1.Create a pie chart showing the proportion of cars from the mtcars data set that have different carb values.
carb <- mtcars$carb
carb
## [1] 4 4 1 1 2 1 4 2 2 4 4 3 3 3 4 4 4 1 2 1 1 2 2 4 2 1 2 2 4 6 8 2
carb.freq <- table(carb)
carb.freq
## carb
## 1 2 3 4 6 8
## 7 10 3 10 1 1
pie(carb.freq)

slices <- c(carb.freq)
slices
## 1 2 3 4 6 8
## 7 10 3 10 1 1
labels <- c("carb of 1 is", "carb of 2 is", "carb of 3 is", "carb of 4 is", "carb of 6 is", "carb of 8 is")
labels
## [1] "carb of 1 is" "carb of 2 is" "carb of 3 is" "carb of 4 is"
## [5] "carb of 6 is" "carb of 8 is"
percentage <- round(slices/sum(slices)*100,2)
percentage
## 1 2 3 4 6 8
## 21.88 31.25 9.38 31.25 3.12 3.12
labels <- paste(labels, percentage, "%")
labels
## [1] "carb of 1 is 21.88 %" "carb of 2 is 31.25 %" "carb of 3 is 9.38 %"
## [4] "carb of 4 is 31.25 %" "carb of 6 is 3.12 %" "carb of 8 is 3.12 %"
pie(slices,labels = labels, col=rainbow(length(labels)), main="Pie Chart of carbs")

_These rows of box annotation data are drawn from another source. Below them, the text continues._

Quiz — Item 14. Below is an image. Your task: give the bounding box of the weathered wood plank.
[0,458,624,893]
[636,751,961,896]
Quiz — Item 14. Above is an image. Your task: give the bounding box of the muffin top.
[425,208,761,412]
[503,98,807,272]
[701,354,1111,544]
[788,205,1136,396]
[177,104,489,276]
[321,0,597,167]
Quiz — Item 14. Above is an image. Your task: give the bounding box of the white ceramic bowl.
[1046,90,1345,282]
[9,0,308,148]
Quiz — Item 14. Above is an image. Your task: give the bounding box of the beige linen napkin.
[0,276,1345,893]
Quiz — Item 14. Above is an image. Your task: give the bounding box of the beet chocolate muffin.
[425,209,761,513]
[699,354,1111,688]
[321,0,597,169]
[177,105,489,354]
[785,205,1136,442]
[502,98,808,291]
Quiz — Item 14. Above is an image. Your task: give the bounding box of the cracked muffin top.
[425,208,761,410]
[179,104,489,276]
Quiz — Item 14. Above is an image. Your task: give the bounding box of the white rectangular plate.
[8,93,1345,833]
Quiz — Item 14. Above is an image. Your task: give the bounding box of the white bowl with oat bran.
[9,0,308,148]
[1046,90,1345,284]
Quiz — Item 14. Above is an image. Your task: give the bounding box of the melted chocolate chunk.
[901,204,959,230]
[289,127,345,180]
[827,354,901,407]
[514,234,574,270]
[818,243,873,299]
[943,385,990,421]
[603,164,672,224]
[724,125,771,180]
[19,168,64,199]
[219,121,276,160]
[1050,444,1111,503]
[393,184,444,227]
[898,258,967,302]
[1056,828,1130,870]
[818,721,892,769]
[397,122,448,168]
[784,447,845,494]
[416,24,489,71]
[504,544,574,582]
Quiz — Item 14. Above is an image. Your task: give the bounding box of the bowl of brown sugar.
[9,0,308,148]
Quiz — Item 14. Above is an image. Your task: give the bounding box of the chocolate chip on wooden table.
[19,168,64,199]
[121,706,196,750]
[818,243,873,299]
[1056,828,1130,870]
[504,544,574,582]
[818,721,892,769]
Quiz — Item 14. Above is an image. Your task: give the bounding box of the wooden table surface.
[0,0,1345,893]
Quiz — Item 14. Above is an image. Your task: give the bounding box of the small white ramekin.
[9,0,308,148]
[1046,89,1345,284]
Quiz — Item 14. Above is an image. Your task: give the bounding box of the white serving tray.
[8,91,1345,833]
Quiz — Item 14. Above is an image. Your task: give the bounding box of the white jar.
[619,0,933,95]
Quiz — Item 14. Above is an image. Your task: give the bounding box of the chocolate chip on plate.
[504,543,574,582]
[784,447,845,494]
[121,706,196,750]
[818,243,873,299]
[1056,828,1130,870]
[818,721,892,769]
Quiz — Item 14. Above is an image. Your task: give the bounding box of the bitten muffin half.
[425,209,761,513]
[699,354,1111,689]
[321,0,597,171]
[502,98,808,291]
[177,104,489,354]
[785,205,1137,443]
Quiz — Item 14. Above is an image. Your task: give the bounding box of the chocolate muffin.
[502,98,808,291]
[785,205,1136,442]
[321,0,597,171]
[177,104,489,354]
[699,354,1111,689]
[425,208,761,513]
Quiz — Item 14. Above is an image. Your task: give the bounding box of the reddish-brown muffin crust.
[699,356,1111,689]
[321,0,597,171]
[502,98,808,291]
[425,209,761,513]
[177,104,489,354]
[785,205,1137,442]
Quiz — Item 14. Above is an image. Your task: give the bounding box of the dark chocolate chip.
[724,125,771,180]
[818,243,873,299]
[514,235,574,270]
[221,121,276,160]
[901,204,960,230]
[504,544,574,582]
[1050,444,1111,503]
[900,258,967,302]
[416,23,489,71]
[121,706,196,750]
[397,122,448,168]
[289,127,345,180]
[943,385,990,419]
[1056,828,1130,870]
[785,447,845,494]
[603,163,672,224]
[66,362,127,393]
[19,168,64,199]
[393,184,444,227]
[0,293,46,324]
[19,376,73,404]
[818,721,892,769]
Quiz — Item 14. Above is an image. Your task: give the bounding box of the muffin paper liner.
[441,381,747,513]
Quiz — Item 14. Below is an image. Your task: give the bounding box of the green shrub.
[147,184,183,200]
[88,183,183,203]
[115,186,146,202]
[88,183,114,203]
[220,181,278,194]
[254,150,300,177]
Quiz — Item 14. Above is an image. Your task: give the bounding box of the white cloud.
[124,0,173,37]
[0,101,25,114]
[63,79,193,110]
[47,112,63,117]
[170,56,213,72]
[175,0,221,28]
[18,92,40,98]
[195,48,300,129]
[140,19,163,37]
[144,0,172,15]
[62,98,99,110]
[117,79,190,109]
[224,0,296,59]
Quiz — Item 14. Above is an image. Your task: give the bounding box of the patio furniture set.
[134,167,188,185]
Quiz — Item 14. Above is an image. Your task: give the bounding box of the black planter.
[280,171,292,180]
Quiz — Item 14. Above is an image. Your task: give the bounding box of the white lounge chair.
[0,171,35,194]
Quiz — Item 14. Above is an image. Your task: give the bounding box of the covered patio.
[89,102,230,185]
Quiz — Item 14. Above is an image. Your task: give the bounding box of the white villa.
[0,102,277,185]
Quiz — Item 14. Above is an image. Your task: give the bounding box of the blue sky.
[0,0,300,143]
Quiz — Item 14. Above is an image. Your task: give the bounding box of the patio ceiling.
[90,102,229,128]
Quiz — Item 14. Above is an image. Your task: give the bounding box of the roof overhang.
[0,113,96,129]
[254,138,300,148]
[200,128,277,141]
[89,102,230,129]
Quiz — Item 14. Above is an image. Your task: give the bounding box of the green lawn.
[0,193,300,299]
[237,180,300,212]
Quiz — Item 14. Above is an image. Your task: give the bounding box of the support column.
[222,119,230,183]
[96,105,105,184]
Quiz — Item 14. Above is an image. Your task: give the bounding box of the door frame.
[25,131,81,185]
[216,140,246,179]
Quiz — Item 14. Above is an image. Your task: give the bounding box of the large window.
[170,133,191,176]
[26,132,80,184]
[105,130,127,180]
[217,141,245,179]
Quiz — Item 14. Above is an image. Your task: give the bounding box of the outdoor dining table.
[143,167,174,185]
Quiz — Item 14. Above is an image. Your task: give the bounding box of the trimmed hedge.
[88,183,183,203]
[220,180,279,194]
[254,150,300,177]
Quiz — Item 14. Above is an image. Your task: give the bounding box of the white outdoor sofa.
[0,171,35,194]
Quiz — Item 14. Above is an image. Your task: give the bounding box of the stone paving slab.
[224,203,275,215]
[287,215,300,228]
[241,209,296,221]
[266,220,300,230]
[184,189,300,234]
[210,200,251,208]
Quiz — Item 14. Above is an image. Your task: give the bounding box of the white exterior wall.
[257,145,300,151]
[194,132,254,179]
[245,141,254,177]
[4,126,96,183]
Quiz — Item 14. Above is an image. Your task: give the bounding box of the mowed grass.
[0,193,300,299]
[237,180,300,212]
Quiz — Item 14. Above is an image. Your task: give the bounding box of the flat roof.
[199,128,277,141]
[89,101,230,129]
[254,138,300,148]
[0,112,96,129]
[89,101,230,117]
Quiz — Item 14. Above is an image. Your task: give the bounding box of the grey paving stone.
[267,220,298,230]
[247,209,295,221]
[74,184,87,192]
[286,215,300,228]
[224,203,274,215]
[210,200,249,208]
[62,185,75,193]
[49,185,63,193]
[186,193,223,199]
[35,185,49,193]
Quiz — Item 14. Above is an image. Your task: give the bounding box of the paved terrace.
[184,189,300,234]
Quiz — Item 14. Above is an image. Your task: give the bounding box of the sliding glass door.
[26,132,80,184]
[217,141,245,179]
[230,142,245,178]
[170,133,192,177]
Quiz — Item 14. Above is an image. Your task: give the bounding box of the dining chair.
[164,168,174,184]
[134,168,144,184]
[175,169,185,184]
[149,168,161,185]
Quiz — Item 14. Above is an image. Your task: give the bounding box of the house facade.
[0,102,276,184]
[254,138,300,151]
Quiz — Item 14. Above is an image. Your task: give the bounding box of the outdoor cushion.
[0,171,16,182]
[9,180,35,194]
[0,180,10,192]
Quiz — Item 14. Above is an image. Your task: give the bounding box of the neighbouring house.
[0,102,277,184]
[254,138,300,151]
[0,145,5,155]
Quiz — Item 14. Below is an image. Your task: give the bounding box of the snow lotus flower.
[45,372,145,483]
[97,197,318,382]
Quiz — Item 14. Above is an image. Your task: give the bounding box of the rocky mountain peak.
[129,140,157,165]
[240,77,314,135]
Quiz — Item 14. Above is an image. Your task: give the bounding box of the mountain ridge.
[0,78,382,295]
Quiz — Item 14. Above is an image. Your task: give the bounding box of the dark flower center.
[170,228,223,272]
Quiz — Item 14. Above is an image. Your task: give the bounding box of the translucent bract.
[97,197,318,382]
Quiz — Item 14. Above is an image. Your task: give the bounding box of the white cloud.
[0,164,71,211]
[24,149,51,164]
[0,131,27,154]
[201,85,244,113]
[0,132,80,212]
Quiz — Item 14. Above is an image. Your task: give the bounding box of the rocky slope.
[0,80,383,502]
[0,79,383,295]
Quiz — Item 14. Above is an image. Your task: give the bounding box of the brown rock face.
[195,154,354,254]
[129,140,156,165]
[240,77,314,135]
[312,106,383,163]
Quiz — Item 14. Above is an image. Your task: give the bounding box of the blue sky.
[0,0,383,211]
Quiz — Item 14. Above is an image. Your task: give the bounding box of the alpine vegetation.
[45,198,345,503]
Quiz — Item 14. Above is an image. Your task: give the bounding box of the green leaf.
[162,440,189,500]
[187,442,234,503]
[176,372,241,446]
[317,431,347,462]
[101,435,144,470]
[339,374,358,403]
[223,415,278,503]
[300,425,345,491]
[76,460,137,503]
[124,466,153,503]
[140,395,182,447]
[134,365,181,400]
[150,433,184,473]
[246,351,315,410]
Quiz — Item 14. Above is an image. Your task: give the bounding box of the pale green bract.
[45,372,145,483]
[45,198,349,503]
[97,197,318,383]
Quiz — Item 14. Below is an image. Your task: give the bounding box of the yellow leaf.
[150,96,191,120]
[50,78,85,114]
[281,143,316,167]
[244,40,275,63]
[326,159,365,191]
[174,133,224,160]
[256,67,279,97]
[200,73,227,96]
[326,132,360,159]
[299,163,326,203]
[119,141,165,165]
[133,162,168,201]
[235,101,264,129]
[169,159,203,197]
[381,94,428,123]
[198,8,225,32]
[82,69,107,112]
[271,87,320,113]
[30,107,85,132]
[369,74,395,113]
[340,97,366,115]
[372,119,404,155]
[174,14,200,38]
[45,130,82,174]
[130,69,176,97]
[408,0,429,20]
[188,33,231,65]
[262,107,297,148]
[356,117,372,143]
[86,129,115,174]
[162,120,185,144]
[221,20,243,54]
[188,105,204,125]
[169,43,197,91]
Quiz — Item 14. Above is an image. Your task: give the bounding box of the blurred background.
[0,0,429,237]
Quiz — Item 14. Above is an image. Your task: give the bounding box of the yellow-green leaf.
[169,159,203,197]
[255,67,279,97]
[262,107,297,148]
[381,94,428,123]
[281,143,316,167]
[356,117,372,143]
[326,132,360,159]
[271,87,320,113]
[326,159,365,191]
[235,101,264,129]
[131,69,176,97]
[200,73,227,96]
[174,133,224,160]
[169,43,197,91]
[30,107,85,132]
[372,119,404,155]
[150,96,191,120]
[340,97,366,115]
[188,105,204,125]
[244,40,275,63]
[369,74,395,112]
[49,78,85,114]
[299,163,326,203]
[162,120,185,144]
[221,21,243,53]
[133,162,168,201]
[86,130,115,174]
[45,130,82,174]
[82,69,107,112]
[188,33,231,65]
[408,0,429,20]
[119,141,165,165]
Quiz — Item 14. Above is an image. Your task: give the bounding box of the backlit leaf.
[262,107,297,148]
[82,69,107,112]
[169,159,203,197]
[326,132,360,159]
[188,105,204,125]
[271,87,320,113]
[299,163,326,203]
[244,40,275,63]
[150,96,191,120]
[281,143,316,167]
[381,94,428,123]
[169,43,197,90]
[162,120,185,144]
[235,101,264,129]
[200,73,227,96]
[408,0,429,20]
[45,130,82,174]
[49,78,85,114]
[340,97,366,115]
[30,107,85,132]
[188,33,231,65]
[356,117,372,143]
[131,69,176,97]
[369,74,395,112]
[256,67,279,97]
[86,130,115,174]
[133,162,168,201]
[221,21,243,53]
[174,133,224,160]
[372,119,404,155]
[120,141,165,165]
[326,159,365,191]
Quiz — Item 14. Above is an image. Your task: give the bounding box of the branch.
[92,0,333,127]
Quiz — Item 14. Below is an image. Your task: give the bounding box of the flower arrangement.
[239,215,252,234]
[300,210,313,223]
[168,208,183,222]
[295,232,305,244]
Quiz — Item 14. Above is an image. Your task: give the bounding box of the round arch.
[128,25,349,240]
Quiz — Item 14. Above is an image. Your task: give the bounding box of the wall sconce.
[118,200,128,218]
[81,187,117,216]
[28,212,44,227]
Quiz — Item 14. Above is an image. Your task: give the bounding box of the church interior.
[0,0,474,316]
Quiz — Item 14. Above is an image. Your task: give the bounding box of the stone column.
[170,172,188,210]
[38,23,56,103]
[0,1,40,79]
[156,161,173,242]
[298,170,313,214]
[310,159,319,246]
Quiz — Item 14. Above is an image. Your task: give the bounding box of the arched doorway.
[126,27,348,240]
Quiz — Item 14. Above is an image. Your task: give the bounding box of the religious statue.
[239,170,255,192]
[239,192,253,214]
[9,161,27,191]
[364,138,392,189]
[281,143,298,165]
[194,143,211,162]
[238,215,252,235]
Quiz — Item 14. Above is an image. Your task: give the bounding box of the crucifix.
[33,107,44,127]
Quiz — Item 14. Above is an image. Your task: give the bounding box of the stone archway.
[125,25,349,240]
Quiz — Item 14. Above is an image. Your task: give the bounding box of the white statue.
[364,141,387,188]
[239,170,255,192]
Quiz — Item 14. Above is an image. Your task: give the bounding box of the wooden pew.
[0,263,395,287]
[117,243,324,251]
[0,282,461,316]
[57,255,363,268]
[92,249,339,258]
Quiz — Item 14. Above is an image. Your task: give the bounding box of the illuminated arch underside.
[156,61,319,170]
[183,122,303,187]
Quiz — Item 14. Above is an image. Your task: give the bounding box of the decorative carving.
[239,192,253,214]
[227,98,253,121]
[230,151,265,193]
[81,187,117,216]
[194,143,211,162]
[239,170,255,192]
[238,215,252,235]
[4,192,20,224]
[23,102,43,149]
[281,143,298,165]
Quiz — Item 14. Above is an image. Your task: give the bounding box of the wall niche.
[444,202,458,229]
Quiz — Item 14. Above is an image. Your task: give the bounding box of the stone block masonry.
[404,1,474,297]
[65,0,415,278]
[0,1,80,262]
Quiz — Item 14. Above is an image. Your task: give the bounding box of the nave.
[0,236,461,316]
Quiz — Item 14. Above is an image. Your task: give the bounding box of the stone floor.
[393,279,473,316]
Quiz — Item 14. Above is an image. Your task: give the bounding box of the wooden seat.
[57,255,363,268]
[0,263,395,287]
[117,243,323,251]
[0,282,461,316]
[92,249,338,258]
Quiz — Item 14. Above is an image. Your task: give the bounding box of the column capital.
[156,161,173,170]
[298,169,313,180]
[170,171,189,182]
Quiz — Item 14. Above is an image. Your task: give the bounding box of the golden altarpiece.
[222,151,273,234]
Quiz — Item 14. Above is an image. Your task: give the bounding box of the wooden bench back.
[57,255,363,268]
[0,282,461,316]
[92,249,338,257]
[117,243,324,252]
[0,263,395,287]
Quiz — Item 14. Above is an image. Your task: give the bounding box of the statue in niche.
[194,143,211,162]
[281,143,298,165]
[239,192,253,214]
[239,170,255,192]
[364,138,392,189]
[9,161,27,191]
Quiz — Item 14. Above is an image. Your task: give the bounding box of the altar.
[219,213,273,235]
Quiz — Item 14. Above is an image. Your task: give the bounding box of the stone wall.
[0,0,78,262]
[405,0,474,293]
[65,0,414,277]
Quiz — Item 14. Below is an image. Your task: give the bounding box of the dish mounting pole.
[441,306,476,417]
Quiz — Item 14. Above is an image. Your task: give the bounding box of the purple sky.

The result shows that cars with carb(carburetors) of 2 and 4 have the most value (31.25%) while cars with carbs 6 and 8 have the least percentage of vales (3.12%)
2.Create a bar graph, that shows the number of each gear type in mtcars.
gear <- mtcars$gear
gear
## [1] 4 4 4 3 3 3 3 4 4 4 4 3 3 3 3 3 3 4 4 4 3 3 3 3 3 4 5 5 5 5 5 4
gear.freq <- table(gear)
gear.freq
## gear
## 3 4 5
## 15 12 5
barplot(gear.freq, main="Gear Distribution",xlab="Number of Gears",ylab="Number of cars",col=rainbow(length(gear.freq)))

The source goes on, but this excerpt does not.